There were countless subterranean lakes and rivers beneath these mountains—places so deep in the earth that even the Fae had not bothered or dared to explore.

This one, it seemed, the Little Folk had claimed for themselves, going so far as to outfit the space with sprawling birch branches against the walls. They’d hung small garlands and wreaths from the white limbs, and amongst the leaves, little bluish lights twinkled.

Magic—old, strange magic, those lights. Like they’d been plucked from the night sky.

Elide was surveying the space, awe written over her features. Gavriel and Lorcan, however, assessed it with a sharper, warier eye. Rowan did the same. The only exit seemed to be the one they’d entered through, and the lake stretched too far to discern if a shore lay beyond it.

Aelin did not pause as she strode for one of the glittering walls. There was none of her usual caution, no dart of her eyes as she weighed the exits and pitfalls, potential weapons to wield.

A trance—it was almost as if she had slipped into a trance, plunged into some depthless ocean inside herself and drifted so far down that they might as well have been birds soaring over its distant surface.

But she walked toward that wall, the birch branches artfully displayed across it. More of the Little Folk within, Rowan realized. Perched on the branches, clinging to them.

Aelin’s steps were silent on the stone. Fenrys halted nearby, as if to give her privacy.

Rowan had the vague sense of Lorcan, Elide, and Gavriel heading for the alcove across the cave to inspect the goods that had been laid out.

But he lingered in the center of the space as his mate paused before the shining, living wall. There was no expression on her face, no tension in her body.

Yet she inclined her head to the Little Folk half-hidden in the branches and boughs before her. Her jaw moved—speaking. Brief, short words.

He’d never so much as heard of the Little Folk talking. But there was his queen, his wife, his mate, murmuring with them.

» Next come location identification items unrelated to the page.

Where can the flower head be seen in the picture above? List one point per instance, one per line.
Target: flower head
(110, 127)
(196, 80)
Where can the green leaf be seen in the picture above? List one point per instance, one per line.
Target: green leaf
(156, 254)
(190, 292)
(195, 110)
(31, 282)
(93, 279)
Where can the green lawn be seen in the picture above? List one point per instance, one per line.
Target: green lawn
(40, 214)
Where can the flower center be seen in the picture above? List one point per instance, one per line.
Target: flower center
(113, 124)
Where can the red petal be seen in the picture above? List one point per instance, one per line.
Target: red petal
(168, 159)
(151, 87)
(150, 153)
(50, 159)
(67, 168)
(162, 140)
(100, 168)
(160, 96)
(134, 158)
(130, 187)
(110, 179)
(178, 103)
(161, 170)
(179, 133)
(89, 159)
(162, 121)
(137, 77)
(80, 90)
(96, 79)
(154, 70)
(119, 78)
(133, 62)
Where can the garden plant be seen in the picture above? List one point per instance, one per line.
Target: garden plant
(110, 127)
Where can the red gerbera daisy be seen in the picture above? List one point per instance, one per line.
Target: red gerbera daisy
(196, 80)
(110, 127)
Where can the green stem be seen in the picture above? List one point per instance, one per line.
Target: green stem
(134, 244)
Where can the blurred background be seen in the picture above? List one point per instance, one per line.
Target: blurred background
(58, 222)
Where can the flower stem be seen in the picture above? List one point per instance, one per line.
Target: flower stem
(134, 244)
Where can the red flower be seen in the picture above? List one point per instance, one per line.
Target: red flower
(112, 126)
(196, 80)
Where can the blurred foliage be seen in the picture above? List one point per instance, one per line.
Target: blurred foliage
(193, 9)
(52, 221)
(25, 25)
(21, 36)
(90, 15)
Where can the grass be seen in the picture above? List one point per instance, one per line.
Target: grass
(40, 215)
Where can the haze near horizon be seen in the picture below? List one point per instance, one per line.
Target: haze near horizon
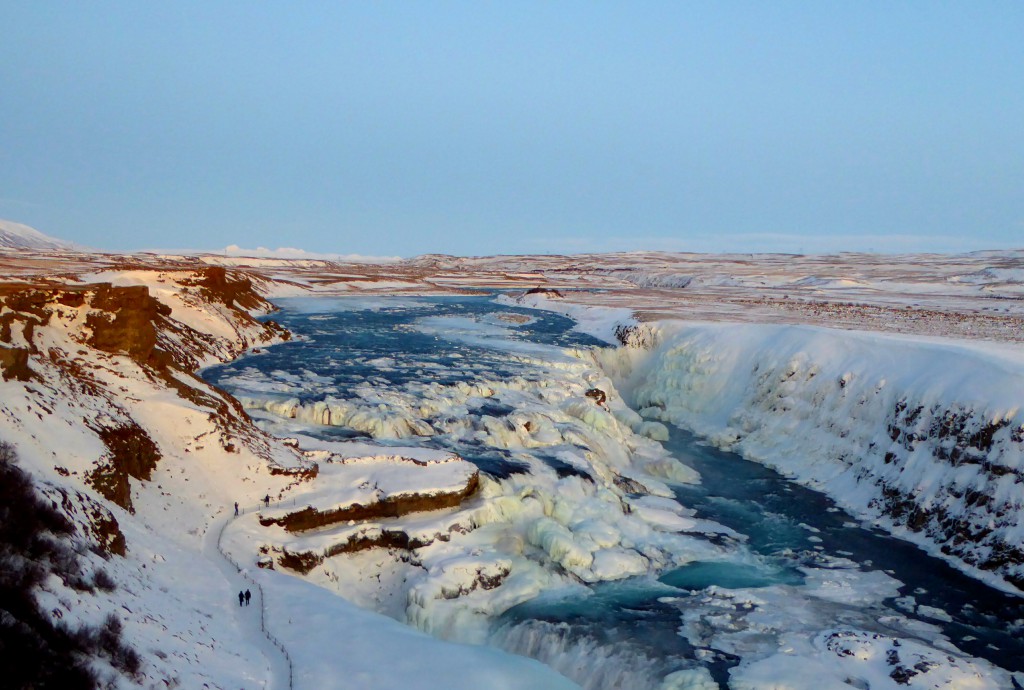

At last, she turned away, her face still blank, her wildfire eyes as flat and cold as the lake. Fenrys fell into step beside her, and Rowan remained in place as Aelin aimed for the small fire.

Safe. The Little Folk must have told her this cave was safe, if she now moved for the fire, her own sphere of it still burning bright.

The others halted their assessment of the supplies.

But Aelin paid them no heed, paid the world no heed, as she took up a spot between the fire and the cave wall, lay upon the bare stone, and closed her eyes.

CHAPTER 32

Dorian had brown eyes for three days before he figured out how to change them back to blue. Asterin and Vesta teased him about it mercilessly as they’d traveled down through the spine of the Fangs, dramatically bemoaning the absence of hispretty bluebell eyes, and had sighed to the heavens when the sapphire hue had returned.